CHC Healthcare’s three main business segments—medical equipment, Fukang Pharmacy, and SHIN-HO BIOTECH’s irradiation plant—are all showing strong momentum. The company highlighted that a wave of hospital equipment replacements has spurred expanded procurement of new medical devices, which will be booked starting in Q3. Accordingly, revenue and profit contributions from medical equipment are expected to rise notably this year.

Subsidiary Fukang Pharmacy remains undeterred by competition in the chain pharmacy sector and plans aggressive expansion, growing its network from 60 to 80 stores this year, with an IPO application targeted for next year. Store expansion in 2024 will exceed 30%, with the chain expected to surpass 100 locations in 2025.

Meanwhile, SHIN-HO BIOTECH’s irradiation plant, officially launched in June last year, obtained ISO certification in Q1. Most of its current clients are medical device companies. CHC Healthcare reported that several potential orders from the high-tech and semiconductor industries are under testing, with commercial operations expected by the end of this year and profitability anticipated in 2025.

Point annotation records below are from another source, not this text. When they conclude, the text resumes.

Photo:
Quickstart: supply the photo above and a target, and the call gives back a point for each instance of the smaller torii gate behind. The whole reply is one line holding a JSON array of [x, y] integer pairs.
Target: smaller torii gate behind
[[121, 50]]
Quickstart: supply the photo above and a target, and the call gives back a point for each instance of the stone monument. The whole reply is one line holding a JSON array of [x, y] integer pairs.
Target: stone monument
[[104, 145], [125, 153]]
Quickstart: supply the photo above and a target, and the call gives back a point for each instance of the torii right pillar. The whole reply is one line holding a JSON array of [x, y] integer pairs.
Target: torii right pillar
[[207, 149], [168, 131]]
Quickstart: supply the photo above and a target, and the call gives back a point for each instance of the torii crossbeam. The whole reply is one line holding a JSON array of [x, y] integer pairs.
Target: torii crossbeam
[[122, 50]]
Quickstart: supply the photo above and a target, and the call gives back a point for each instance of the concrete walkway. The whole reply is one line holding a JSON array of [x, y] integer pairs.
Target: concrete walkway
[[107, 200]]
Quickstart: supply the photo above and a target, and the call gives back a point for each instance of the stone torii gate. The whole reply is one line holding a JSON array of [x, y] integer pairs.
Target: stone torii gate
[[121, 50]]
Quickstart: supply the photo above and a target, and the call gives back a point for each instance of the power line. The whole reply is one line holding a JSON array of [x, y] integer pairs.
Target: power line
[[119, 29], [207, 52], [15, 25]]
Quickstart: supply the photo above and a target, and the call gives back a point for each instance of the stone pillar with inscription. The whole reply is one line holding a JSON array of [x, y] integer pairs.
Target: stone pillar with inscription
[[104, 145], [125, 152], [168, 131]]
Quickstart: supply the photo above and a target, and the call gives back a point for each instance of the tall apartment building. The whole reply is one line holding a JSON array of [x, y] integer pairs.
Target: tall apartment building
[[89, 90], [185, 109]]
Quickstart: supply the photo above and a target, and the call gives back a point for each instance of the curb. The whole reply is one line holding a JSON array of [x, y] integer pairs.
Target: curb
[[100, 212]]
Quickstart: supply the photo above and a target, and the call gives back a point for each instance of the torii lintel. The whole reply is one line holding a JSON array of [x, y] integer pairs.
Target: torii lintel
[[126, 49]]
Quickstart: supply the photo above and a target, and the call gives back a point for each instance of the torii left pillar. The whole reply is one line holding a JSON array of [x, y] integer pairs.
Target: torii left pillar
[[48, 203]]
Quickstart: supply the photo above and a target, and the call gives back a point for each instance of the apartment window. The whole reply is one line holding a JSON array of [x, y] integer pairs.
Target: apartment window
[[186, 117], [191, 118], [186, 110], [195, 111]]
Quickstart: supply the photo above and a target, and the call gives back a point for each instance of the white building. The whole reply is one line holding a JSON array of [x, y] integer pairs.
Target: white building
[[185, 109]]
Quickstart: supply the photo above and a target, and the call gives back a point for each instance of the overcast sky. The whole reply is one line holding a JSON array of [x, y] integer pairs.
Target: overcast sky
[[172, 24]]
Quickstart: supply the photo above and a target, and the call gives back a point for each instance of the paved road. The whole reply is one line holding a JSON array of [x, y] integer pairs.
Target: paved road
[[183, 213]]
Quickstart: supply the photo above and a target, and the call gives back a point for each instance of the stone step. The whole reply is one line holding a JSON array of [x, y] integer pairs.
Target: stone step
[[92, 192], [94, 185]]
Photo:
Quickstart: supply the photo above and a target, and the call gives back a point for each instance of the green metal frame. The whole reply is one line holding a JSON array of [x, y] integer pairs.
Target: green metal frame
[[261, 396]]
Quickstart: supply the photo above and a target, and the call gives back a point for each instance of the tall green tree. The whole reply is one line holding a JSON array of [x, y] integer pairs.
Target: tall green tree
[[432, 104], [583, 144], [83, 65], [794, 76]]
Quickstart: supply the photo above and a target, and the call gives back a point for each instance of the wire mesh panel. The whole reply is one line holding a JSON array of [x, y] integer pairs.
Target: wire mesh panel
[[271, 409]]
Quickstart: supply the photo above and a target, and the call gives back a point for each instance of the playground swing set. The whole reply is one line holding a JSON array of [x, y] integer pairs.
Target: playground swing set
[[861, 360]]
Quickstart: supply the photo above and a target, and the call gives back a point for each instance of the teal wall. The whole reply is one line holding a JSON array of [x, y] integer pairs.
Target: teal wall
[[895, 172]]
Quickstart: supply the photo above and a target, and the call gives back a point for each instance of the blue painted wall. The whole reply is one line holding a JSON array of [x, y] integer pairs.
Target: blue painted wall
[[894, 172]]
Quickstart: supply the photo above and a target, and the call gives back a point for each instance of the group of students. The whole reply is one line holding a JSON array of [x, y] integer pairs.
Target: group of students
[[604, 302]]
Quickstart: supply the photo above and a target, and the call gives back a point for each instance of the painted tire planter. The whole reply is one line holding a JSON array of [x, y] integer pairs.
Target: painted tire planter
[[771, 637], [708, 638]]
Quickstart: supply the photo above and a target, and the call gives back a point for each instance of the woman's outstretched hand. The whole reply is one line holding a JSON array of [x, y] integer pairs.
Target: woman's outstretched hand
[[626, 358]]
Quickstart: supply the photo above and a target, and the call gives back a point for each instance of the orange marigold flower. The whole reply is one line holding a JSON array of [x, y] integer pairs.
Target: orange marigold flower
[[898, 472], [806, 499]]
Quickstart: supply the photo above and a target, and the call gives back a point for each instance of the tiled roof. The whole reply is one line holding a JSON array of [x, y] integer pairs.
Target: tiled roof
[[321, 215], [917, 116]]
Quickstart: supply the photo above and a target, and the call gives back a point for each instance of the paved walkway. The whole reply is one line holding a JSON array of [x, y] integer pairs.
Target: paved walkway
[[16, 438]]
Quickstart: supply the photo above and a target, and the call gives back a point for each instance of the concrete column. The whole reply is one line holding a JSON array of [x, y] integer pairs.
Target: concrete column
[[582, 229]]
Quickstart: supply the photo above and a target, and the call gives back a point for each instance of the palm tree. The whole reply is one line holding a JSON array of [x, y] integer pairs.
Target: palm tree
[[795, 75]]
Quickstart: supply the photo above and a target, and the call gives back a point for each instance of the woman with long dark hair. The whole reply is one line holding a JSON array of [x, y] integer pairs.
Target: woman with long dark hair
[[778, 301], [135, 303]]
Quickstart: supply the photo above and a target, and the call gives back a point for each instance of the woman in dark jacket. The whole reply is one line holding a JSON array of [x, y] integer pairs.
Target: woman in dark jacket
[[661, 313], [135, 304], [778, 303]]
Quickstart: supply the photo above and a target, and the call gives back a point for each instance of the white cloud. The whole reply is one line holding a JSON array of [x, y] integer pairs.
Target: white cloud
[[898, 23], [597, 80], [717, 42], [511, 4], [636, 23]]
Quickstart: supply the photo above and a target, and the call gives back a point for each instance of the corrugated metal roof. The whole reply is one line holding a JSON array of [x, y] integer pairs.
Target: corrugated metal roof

Analysts noted that CHC Healthcare is Taiwan’s first medical equipment distributor and the largest oncology equipment agent, offering sales, leasing, and maintenance services for radiotherapy, neuroscience, and ophthalmology instruments. In Q2, equipment sales accounted for 34% of revenue, healthcare management services 33%, and new business units (pharmacy + irradiation) the remaining 33%.

As the imported equipment represented by CHC Healthcare only began contributing in Q2—after installations from Q4 last year through Q1 this year—the impact of NT dollar appreciation is just starting to be felt. A more significant uplift is expected to appear in Q3.